Conclusions: The high resistance rate to metronidazole and clarithromycin observed in clinical H pylori isolates can exclude these antimicrobials in empirical eradication treatment in Brazil. Otherwise, furazolidone and tetracycline presented no resistance. Properly assessing the risks and benefits, these 2 antimicrobials and their derivatives could be used in empirical eradication schedules, both associated with amoxicillin, which showed a low resistance rate despite its wide use in pediatric patients.
Helicobacter pylori eradication is the most important target in the treatment of peptic ulcer disease, mucosa-associated lymphoid tissue lymphoma, and prevention of gastric cancer development (1). Antimicrobial resistance, specially to clarithromycin, is the main cause of the eradication failure (2).

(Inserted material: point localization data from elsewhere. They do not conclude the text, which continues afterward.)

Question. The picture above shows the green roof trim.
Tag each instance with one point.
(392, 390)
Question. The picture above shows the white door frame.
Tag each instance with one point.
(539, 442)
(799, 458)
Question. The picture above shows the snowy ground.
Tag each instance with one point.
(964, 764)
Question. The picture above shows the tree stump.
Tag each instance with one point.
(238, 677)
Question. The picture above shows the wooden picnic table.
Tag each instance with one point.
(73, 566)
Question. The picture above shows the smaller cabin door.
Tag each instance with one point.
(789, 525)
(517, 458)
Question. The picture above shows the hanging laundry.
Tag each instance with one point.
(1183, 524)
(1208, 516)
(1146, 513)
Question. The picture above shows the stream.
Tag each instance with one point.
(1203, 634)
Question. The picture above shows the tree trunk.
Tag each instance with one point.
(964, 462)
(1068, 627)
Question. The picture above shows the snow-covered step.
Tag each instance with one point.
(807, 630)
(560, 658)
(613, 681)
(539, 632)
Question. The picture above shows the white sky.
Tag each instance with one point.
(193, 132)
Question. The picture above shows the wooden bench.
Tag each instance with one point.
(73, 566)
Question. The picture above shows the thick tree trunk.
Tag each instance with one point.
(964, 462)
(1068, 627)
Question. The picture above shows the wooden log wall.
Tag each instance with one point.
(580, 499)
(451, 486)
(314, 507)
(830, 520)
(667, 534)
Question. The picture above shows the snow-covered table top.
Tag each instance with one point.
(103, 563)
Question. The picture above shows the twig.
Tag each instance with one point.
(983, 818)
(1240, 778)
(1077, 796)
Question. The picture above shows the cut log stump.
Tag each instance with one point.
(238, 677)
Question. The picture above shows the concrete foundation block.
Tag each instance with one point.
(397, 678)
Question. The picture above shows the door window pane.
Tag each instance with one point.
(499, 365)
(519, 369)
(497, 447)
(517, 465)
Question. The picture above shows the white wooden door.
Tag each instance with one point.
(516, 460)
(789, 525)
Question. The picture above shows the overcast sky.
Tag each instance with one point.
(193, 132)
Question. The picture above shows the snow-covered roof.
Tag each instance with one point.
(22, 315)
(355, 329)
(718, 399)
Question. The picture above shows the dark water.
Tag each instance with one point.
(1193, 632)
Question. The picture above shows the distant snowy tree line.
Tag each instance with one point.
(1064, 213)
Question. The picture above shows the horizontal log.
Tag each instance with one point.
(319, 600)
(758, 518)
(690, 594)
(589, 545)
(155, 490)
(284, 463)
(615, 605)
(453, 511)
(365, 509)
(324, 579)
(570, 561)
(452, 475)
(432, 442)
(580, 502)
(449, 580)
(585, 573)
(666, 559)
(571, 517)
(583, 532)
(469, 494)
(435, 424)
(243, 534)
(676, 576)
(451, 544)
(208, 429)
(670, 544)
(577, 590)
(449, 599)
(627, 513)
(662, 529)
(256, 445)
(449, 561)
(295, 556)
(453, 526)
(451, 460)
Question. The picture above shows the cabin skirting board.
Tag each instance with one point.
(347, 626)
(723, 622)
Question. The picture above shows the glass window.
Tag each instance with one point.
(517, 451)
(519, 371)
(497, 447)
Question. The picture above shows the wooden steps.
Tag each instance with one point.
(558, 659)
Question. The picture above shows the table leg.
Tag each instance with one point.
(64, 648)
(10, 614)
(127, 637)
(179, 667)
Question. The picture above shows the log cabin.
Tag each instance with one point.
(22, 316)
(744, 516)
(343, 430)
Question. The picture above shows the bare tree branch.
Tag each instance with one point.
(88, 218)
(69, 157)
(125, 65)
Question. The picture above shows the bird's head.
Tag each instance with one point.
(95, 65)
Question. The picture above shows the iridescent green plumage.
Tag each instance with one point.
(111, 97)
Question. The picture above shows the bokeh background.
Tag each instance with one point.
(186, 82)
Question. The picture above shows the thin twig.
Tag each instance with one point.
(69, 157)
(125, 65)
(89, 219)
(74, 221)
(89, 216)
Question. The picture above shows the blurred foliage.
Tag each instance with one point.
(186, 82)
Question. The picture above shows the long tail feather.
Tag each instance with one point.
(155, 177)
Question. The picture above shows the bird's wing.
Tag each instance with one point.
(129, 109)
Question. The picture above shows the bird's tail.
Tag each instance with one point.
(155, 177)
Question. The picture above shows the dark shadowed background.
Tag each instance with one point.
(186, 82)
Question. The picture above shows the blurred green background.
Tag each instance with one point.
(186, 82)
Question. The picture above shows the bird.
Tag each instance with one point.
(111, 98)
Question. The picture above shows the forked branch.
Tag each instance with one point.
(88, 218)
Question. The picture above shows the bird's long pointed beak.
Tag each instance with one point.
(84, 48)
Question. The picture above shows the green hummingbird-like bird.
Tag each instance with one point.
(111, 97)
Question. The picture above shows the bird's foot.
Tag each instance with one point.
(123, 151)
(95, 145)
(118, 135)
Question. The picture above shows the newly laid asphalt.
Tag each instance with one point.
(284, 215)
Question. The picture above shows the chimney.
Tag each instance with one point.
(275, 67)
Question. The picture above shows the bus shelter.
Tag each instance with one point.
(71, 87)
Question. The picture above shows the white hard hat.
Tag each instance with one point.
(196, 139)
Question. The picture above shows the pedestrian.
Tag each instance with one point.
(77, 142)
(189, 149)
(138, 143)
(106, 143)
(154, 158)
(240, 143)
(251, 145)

H pylori infection is acquired during the first 5 years of age, but there are far fewer indications for eradication in infected children than in adult patients (3). As a consequence, there is little consensus on testing H pylori susceptibility to antimicrobials, mainly when retreatment is required because of failure in the first-line regimen (1).
Standard triple therapy (clarithromycin or metronidazole and amoxicillin) based on susceptibility test increases eradication rates (4), and it remains the first choice in regions with proven low clarithromycin resistance rates (1). An effective anti—H pylori therapy with susceptible strains should always reach 100% eradication per protocol (5), but in developing countries, even an efficient eradication regimen shows lower rates and children usually present rates 10% lower than adults using the same triple therapy (3).
The efficacy of H pylori treatment differs according to the geographical region (6). In developing countries, the resistance rate to antimicrobials is higher because of an increased use of these drugs. Then, antimicrobial choice should be determined according to resistance pattern to predict the range of possible outcomes (5,7). Thus, the growing emergence of resistant strains shows the need to know primary and secondary resistance rates in each region by routine susceptibility tests (8).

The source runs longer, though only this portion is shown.